Brenda Mathews gave up a promising career as stage manager of the Old Vic Theatre in London, where she worked with Laurence Olivier, Jessica Tandy, Alec Guinness and Vivien Leigh, in order to move to Canada as Robertson Davies's bride.
Also sidetracked were dreams to run her own theatre company in Melbourne, Australia, her hometown.
This talented young woman fell for the dapper Canadian; and like him, she was a colonial subject, but from the flip side of his world.
The couple met in 1939, when he acted at the theatre and she scolded him for being late for rehearsal. As well as chasing him down at his dressing room door, her job included slipping a hot water bottle onto Ms. Leigh's divan, attending Lord Olivier's scripting needs and generally keeping things ticktock.
She was good at her job.
And she continued stage managing Robertson Davies for the next six decades.

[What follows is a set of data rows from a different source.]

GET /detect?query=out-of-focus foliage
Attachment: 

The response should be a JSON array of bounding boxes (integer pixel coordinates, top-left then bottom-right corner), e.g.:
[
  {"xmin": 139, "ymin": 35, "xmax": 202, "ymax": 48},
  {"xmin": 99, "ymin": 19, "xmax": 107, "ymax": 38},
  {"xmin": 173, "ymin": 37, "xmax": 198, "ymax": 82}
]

Brenda Davies convinced him to quit writing plays and write novels instead; she convinced him to become master of Massey College; and she convinced him to retire from that position 20 years later to focus solely on his writing.
"I got Rob to a steadier plane where he could use his imagination constructively," she said in an interview with Val Ross for Robertson Davies: A Portrait in Mosaic.
It was she who came up with the title for his highly acclaimed novel Fifth Business. The phrase refers to a character whose role is necessary to the plot but not central to it.
Brenda Davies died on Jan. 10 in her Toronto home. She was 95.
Her parents, Muriel Larking and Paul Mathews, met in England at the start of the First World War. Muriel was a wealthy young woman from Melbourne when she fell in love with this conscientious objector and mathematics scholar.
The couple married in 1914.
Mr. Mathews quickly convinced her to share his dream of apple-orcharding in the rough. Time to follow Count Tolstoy's teachings, he said, and live off the land. They homesteaded on an abandoned sheep farm in Tasmania and spent evenings chasing Tasmanian devils from trash bins.
After a handful of years making-do, Muriel left her husband and returned with their young daughters, Maisie and Brenda, to Woorigoleen, the family's Victorian mansion in Melbourne.
She also returned to a fleet of servants preparing meals, tending the children and drawing her daily bath. Brenda was two years old at the time.
Mr. Mathews was a thoroughly absent presence at Woorigoleen. His face was cut out of her mother's photographs and he was evoked only as a threat to the girls: "Behave yourself or I'll send you to live with your father."
In 1956, at Robertson Davies' urgings, Mrs. Davies briefly reunited with her father but it didn't go well. It left her with a bitter residue.
"I felt sorry that I could not respond in kind to this strange man who had never acted as a father to me - not even getting in touch with us when we grew up," she wrote in her memoir Beads in a String.
Another challenge for young Brenda, and further developing her management skills, was negotiating life with a shell-shocked, alcoholic stepfather whom she often dragged home from the pub.
Eventually, hungry for escape, she discovered her love for the theatre and acted in high school productions.
She may also have moved from academic interests and toward theatre owing to her dyslexia, a lifetime struggle. As a child, she often failed tests and was mocked by teachers and students as being "stupid."
Many years later Mr. Davies, with his poor eyesight, jested in an interview with Vancouver Sun: "We pool our resources. Mrs. Davies can drive a car and I can spell."
In 1936, when she was 19, Brenda moved to London to work at the Old Vic under the tutelage of artistic head Tyrone Guthrie.
Then one day, this gangly but sophisticated young Canadian named Rob entered the scene, making her forget her dread of marriage.
In 1940, she and Mr. Davies were wed in London's Chelsea Old Church, where many actors had been married and buried, and spent their honeymoon at his parents' chilly home in Fronfraith, Wales. The older folks were in Canada at that time.